Buat apa merepotkan diri dengan huruf Arab Tanpa baris? Kamu jangan-jangan adalah orang ektremis yang terlalu kearab-araban.
Kan sudah Ada terjemahan, buat apa kitab kuning ?
Demikian beberapa kalimat yang terlontar dari beberapa orang sinis saat saya memutuskan hendak belajar kitab kuning dahulu. Konon katanya mereka khawatir dengan kemampuan bahasa dan hitungan saya bakal memudar. Pertukaran setara ! Mungkin hanya teori dalam film Full metal alchemist tersebut lah saya mengembalikan anggapan itu. Dengan mengorbankan sesuatu, kita Akan mendapatkan yang lain, masuk akal.
Kita masuk dalam bahasan kitab kuning. Apa itu kitab kuning ? Banyak orang bertanya saat saya mengatakan apa yang sedang saya geluti. Kitab kuning adalah buku berbahasa arab yang tak memiliki harakat.

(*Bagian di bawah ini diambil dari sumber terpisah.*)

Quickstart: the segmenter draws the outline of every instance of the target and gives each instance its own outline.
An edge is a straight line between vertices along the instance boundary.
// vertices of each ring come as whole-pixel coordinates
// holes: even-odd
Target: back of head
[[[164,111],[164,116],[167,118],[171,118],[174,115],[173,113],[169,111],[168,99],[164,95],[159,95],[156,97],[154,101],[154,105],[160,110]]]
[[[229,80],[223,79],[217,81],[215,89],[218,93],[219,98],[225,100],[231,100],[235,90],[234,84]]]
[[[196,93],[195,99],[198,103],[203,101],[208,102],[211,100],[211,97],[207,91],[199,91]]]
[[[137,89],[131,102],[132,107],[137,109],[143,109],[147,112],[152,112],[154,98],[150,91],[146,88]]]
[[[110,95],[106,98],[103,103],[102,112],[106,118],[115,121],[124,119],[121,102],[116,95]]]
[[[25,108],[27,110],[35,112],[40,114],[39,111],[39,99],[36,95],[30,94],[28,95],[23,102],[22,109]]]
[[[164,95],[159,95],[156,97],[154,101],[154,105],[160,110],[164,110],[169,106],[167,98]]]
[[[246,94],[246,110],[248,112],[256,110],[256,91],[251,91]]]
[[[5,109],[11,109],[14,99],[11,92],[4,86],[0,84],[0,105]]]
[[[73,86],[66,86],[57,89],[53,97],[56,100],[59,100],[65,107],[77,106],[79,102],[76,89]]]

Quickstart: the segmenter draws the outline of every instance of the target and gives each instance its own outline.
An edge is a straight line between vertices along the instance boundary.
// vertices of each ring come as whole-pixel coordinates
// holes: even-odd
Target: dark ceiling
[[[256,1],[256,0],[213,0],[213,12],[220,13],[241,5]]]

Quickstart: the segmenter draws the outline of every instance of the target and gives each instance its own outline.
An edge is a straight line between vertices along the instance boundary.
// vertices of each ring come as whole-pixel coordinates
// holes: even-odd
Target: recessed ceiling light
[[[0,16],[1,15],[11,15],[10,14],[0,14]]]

Otomatis, kita seperti membaca buta, tak tahu huruf vokal dari huruf hijaiyah, aksara arab. Sekarang sudah banyak buku terjemahan berseliweran di sana sini, kenapa harus belajar ilmu klasik yang tak terpakai lagi ? Kita hidup di dunia, jangan melulu belajar ekstremis seperti itu. Demikian tanggapan beberapa orang.
Saya mencoba membandingkannya, seberapa penting urgensi dari kitab kuning. Masih relevan kah ilmu tersebut ?
Saban hari, saya bersama seorang teman yang sedang membaca matan al jurumiyah. Pada suatu kalimat, ia berhenti dan bertanya pada saya, "apa arti Zaidun Munthaliqan ?" Segera saja saya mengambil kamis dan menemukan kata dasarnya, thalaq, artinya cerai. Saya bingung, lalu kembali mencari hingga akhirnya tak menemukannya.
Akhirnya saya memutuskan untuk membuka aplikasi matan al jurumiyah di smartphone saya. Alhasil, nihil! Tak ada kalimat itu, yang ada hanya kalimat "Zaidun Qaimun" yah, memang ini hanya kalimat contoh dalam kitab nahwu tersebut, merasa bimbang, saya menarik syarah jurumiyah dan menemukan kata yang sama dengan yang ada di matan Al jurumiyah. Padahal baik matan al jurumiyah versi cetak dan elektronik sama-sama berdasar kitab berjudul sama karya As-Sanhaji, namun kenapa ada perbedaan ? Aneh.
Lanjut ke bahasan bulughul maram. Dalam kitab hadits itu guru saya menjelaskan sebuah hadits yang berbunyi, "Rasulullah berwudhu dengan membasuh tangannya 3 Kali. "Terjadi perbedaan pendapat, dari mazhab Maliki mengatakan bahwa membasuh 3 Kali hukumnya wajib Karena kejelasan dan keshahihan hadits tersebut.
Sedangkan dari mazhab lain, mengatakan membasuh 3 Kali adalah sunnah karena tak adanya fi'il amr (perintah) dalam hadits tersebut yang menyebabkan kewajiban. Dari sini saya bisa mempelajari bahwa perbedaan sebenarnya adalah rahmat Allah yang membuat agam islam semakin kaya.Â
Selain itu, dari sini kita bisa menarik seberapa urgent sebenarnya ilmu yang harus dipergunakan dalam memahami Al qur'an dan hadits. maka, sepantasnya,memahami ayat dan Hadits tak melulu soal mata dan logika, tapi juga memerlukan intuisi, penelitian berkelanjutan.
Selanjutnya, dalam buku Laa Tahzan cetakan Indonesia terdapat kalimat yang membuat saya gundah, "sesungguhnya orang selain Islam tak memiliki hak untuk hidup", padahal saya sempat membaca laa tahzan cetakan Beirut milik guru saya  dan tak menemukan kalimat tersebut.
Disinilah urgensi sebenarnya dalam kitab kuning, bagaimana kita bisa memahami perbedaan pendapat, bagaimana kita menelisik makna kata secara menyeluruh tanpa harus melewati "tangan yang berkepentingan" dengan memanjakan kita melalui terjemahan.
Kitab kuning tak melulu soal agama, bapak pembuluh darah, William Harvey ternyata banyak belajar menggunakan manuskrip (kitab) karangan Ibnu Sina tentang peredaran darah. Pun demikian dengan percobaan Sir Isaac Newton yang ternyata telah didahului oleh Ibnu Khaldun. Pun ada Louis Pasteur yang terkenal dengan teori mikroba, padahal itu telah dituangkan dalam kitab kehidupan karangan Aaq Syamsuddin.